Tuesday, 13 January 2009: 11:15 AM
Pseudo Volume-filling Sampling (PVS) via Bouyancy Control in Hurricane and Ocean Systems
Room 122BC (Phoenix Convention Center)
This project addresses improved sensing methods for modeling and prediction in two seemingly disparate applications, hurricane systems and ocean currents. In such applications, well distributed measurements of important flow quantities such as the local fluid velocity, temperature, and pressure are quite valuable. Such measurements can be obtained from very simple sensor systems. In the case of the hurricane, hundreds or even thousands of sensor-equipped balloons may be released by a cargo plane making a single pass over the hurricane. In the case of the ocean, thousands of sensor-equipped floats have already been distributed over the oceans of the earth in the Argo project. The challenge in both cases is to distribute the sensors uniformly over the volumes of interest. In both cases, the sensor systems are grossly underactuated, and are only capable of controlling their vertical motion.
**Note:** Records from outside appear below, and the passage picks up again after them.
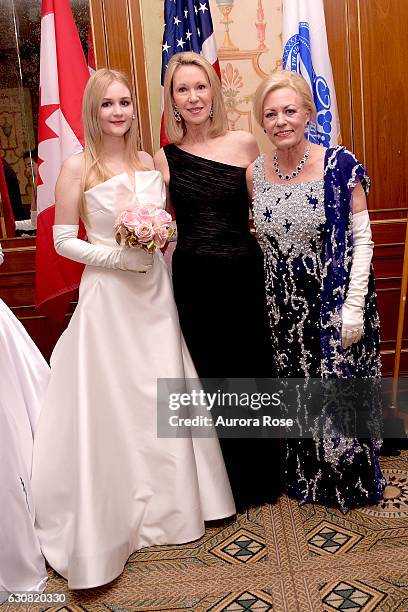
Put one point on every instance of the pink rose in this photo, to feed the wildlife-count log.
(144, 232)
(162, 218)
(161, 236)
(147, 213)
(119, 221)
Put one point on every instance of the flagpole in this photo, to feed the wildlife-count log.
(401, 319)
(2, 222)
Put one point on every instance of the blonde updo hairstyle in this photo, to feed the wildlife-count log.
(95, 170)
(278, 80)
(175, 131)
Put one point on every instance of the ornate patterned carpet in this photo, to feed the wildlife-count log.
(281, 558)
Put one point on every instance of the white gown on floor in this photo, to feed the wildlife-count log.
(104, 484)
(24, 376)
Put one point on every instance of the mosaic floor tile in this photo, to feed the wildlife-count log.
(351, 595)
(241, 547)
(327, 539)
(246, 601)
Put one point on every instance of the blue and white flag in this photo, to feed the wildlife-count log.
(188, 27)
(305, 50)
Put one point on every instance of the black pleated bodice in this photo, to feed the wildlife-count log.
(210, 204)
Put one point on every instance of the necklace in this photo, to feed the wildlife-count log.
(289, 177)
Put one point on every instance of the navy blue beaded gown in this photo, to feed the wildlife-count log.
(220, 295)
(290, 221)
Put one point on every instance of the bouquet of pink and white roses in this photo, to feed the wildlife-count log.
(146, 227)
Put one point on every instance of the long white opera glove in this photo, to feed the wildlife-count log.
(352, 313)
(69, 245)
(28, 224)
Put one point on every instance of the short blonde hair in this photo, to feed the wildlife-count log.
(278, 80)
(175, 131)
(95, 170)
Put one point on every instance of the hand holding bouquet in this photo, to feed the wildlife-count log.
(146, 227)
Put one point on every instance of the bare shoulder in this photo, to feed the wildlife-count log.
(146, 159)
(73, 165)
(250, 172)
(245, 142)
(159, 157)
(241, 137)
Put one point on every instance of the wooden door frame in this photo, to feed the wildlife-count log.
(117, 29)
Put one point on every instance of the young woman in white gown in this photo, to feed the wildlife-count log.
(24, 375)
(104, 484)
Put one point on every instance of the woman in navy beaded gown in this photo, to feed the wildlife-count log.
(312, 223)
(217, 265)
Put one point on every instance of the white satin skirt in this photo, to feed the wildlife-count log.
(104, 484)
(24, 376)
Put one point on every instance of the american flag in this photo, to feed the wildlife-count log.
(187, 27)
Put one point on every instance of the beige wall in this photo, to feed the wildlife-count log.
(256, 34)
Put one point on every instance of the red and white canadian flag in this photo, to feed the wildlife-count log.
(63, 76)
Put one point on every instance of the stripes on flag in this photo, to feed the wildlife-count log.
(63, 76)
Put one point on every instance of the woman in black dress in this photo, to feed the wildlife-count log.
(217, 264)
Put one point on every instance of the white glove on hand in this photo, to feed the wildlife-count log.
(352, 313)
(69, 245)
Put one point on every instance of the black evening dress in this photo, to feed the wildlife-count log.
(220, 295)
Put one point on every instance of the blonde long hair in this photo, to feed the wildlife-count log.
(175, 131)
(95, 171)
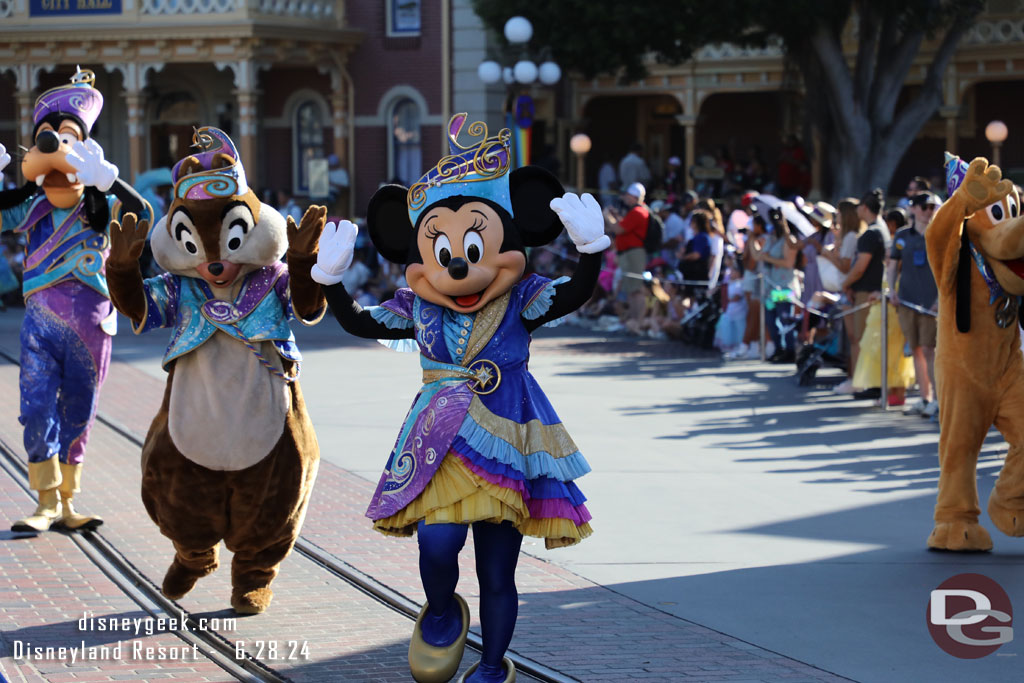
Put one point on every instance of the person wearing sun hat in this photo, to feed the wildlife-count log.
(908, 263)
(64, 211)
(820, 214)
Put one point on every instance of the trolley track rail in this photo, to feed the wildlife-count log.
(135, 585)
(218, 648)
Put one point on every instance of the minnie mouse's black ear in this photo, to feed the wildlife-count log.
(532, 188)
(387, 221)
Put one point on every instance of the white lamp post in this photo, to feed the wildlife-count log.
(523, 72)
(995, 132)
(580, 144)
(518, 30)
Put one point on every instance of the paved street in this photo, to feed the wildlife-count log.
(741, 523)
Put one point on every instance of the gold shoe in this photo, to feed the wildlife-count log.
(509, 671)
(73, 520)
(47, 512)
(70, 483)
(436, 665)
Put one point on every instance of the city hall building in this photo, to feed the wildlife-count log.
(372, 82)
(289, 80)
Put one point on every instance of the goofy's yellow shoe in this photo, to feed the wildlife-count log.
(47, 512)
(437, 665)
(43, 477)
(70, 484)
(509, 671)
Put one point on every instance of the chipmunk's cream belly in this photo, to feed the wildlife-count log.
(226, 410)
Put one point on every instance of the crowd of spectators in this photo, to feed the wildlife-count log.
(819, 275)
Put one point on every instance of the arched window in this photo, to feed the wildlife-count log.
(308, 141)
(406, 163)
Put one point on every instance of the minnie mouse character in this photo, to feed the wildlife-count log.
(481, 444)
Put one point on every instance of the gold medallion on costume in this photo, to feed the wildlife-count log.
(1006, 311)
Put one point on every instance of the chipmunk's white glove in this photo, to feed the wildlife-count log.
(583, 220)
(337, 244)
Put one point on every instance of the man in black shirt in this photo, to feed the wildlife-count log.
(865, 274)
(916, 287)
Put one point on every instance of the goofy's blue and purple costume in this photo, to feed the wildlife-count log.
(67, 333)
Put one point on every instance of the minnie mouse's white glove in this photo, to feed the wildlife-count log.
(583, 220)
(337, 245)
(93, 170)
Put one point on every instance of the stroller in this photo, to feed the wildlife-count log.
(829, 350)
(700, 321)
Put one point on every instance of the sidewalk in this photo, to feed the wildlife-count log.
(566, 622)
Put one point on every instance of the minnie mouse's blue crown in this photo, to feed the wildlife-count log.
(477, 170)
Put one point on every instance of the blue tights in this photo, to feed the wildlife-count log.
(497, 555)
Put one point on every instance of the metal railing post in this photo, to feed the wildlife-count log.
(764, 302)
(885, 350)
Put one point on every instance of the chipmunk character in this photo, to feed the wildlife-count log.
(976, 250)
(64, 210)
(231, 454)
(481, 445)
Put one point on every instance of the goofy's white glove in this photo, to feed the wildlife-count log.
(337, 245)
(583, 220)
(93, 170)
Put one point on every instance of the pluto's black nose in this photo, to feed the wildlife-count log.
(47, 141)
(458, 268)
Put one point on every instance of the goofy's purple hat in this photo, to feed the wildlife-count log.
(213, 181)
(78, 99)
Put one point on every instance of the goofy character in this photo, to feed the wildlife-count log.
(481, 445)
(64, 210)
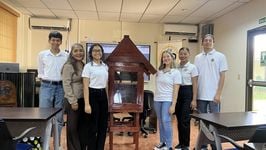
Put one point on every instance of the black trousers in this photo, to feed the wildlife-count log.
(182, 111)
(95, 124)
(73, 119)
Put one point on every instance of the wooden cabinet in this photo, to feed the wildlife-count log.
(127, 66)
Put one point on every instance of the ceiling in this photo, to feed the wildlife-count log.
(142, 11)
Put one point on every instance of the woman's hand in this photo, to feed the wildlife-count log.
(193, 104)
(171, 109)
(75, 106)
(217, 98)
(88, 109)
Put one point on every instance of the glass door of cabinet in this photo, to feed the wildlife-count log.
(256, 70)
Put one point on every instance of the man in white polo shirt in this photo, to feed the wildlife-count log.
(50, 63)
(211, 66)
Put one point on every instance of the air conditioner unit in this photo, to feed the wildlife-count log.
(180, 29)
(50, 24)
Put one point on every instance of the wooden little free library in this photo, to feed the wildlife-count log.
(127, 66)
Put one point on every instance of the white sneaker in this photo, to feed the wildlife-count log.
(160, 146)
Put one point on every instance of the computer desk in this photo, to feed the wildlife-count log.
(18, 119)
(236, 125)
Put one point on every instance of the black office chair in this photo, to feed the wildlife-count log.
(258, 137)
(7, 142)
(147, 112)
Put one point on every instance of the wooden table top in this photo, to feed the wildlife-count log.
(233, 119)
(27, 113)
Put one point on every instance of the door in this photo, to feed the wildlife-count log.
(256, 70)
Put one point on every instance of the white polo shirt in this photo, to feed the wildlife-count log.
(97, 73)
(165, 84)
(187, 72)
(50, 65)
(209, 67)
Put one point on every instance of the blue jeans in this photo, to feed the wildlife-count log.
(165, 122)
(208, 107)
(53, 96)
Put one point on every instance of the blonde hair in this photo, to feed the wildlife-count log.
(173, 64)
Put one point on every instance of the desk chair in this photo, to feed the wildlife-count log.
(147, 112)
(7, 142)
(257, 138)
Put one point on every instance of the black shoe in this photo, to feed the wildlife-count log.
(178, 147)
(185, 148)
(159, 146)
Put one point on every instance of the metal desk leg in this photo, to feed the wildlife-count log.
(56, 134)
(217, 139)
(47, 134)
(200, 140)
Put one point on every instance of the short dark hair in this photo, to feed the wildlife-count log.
(184, 48)
(55, 34)
(207, 35)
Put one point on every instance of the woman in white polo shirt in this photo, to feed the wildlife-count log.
(168, 79)
(186, 98)
(95, 78)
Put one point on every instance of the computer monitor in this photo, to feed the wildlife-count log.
(9, 67)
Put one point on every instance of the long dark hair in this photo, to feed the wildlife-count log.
(71, 60)
(90, 51)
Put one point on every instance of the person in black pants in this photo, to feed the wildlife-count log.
(73, 89)
(95, 78)
(186, 98)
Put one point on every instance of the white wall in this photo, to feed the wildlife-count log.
(230, 33)
(31, 42)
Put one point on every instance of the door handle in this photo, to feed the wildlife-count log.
(250, 82)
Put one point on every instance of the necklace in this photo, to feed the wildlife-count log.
(165, 70)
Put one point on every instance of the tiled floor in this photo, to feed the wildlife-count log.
(123, 142)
Given that an accurate estimate of the background velocity field is available in both applications, however, it is possible to ``fly'' each individual sensor system, much as a recreational balloonist can direct a balloon fairly accurately by exploiting known velocity shear within the atmosphere. The present work addresses how an entire network of such underactuated sensor systems can distributed uniformly over the domain of interest, using both global model predictive control (MPC) algorithms regulated centrally and, in certain well-defined subproblems, simple LQG algorithms implemented locally.